Question parlementaire E-2563/03 posée par Maurizio Turco (NI) au Conseil et à la Commission et réponse donnée par M. Nielson en nom de la Commission




Questions parlementaires

QUESTION ÉCRITE E-2563/03
posée par Maurizio Turco (NI) à la Commission
(25 juillet 2003)

Objet: Compatibilité entre les violences commises par le régime dictatorial soudanais et l'accord signé par l'Union européenne avec le Soudan


Si l'on en croit l'agence de presse MISNA, au cours des affrontements qui se déroulent depuis plusieurs semaines entre des formations rebelles et le gouvernement de Khartoum, des avions Antonov de l'aviation soudanaise ont touché 25 villages dans le nord-ouest de l'État occidental de Darfur, utilisant des "gaz toxiques" (sans autres précisions), qui auraient fait 300 morts et plus de 200 blessés. Le gouvernement du président, le général Omar Hassan Al Bashir, n'a pas encore répondu à l'accusation d'une volonté délibérée de toucher la population de Darfur, avancée par l'armée de libération populaire du Soudan (Slam). Les pourparlers de paix entre le gouvernement soudanais et le Slam ont été rompus pour la énième fois et l'ouverture des négociations prévue pour cette semaine, a été renvoyée au 3 août. Le 11 juillet, la délégation gouvernementale a refusé d'accepter comme base des futures discussions l'accord-cadre présenté par les médiateurs de l'IGAD (Autorité intergouvernementale pour le développement), l'organisme régional des pays de la Corne de l'Afrique chargé de guider l'ensemble de la négociation, après que la délégation du Slam eut publiquement exprimé sa satisfaction devant le document. Depuis qu'il a été signé, en juillet de l'année dernière, aucune suite n'a été donnée au protocole préliminaire d'entente entre les parties et il semble que le gouvernement de Khartoum n'ait nullement l'intention de perdre ni de partager le contrôle des régions pétrolifères du sud pas plus que de sa population ni des nouvelles forces armées, qui sont le véritable instrument grâce auquel le dictateur Al Bashir exerce un régime sanglant depuis plusieurs années au Soudan.

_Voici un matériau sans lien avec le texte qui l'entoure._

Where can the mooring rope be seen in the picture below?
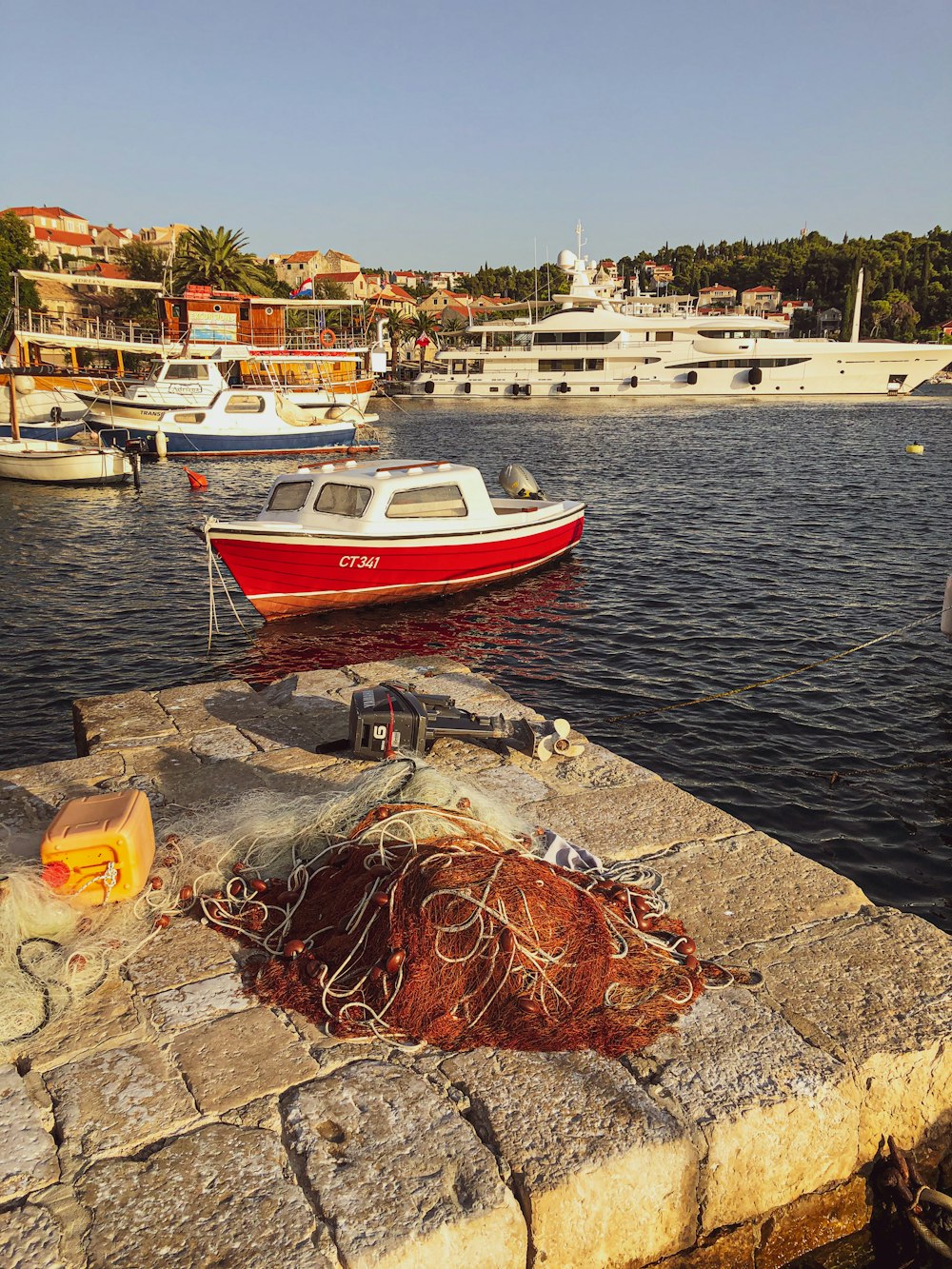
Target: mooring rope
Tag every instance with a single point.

La Commission peut-elle indiquer

- si elle a l'intention, étant donné ces faits, de dénoncer l'accord signé le 10 décembre dernier avec le gouvernement de Khartoum étant donné que le gouvernement soudanais utilise sans discrimination son propre arsenal militaire et ne manifeste pas la moindre intention de mettre en oeuvre l'accord de Machakos signé en juillet dernier,

- si elle considère que le régime dictatorial d'Al Bashir, coupable d'un véritable génocide à l'égard des populations non musulmanes, pourra garantir la paix, le bien-être et la sécurité au Soudan,

- si elle envisage de mettre sur pied une action unitaire de l'Union européenne au sein de toutes les instances multilatérales, émanant des Nations unies, en vue d'augmenter la pression internationale sur le gouvernement de Khartoum en vue de l'isolement de son dictateur sanguinaire?

E-2563/03EN
Answer given by Mr Nielson
on behalf of the Commission
(25 September 2003)


The Commission, together with the Member States, carefully monitors both the situation regarding respect for human rights and the evolution of the hostilities in Sudan. Since March 1990, the Commission has suspended development co-operation with the country.

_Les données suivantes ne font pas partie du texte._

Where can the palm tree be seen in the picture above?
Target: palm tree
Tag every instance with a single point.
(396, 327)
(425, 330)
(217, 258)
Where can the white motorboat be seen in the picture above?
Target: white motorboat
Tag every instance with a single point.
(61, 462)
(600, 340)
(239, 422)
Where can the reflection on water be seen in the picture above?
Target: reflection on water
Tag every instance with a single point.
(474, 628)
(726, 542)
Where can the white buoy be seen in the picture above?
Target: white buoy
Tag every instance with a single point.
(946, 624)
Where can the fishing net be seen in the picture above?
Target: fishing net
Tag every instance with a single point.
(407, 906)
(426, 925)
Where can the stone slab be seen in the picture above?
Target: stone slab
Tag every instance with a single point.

In line with the Council conclusions of 17 June 2002, the Commission has confirmed that the resumption of development co-operation would only take place when a peace agreement for the Sudanese civil conflict is signed.

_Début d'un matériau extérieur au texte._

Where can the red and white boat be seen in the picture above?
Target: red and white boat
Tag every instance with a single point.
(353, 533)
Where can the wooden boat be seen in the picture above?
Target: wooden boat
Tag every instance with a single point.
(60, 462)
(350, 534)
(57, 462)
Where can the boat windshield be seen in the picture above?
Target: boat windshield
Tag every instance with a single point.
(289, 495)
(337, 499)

No agreement was initialled on 10 December 2002 with the Government of Sudan. On that date an Union Troika was in Khartoum during which the normalisation of Union/Sudan relations was linked to the signature of a peace agreement. The Union considers that the continuation of the civil conflict and the violations of human rights constitute the main obstacles to social and economic development in Sudan.

The Commission considers that only a Government formed through a comprehensive and just peace process “can ensure peace, prosperity and security in Sudan”.

The Commission has always participated in Union initiatives on Sudan in international fora, in particular in the United Nations Commission on Human Rights. The Commission will continue to pursue this policy.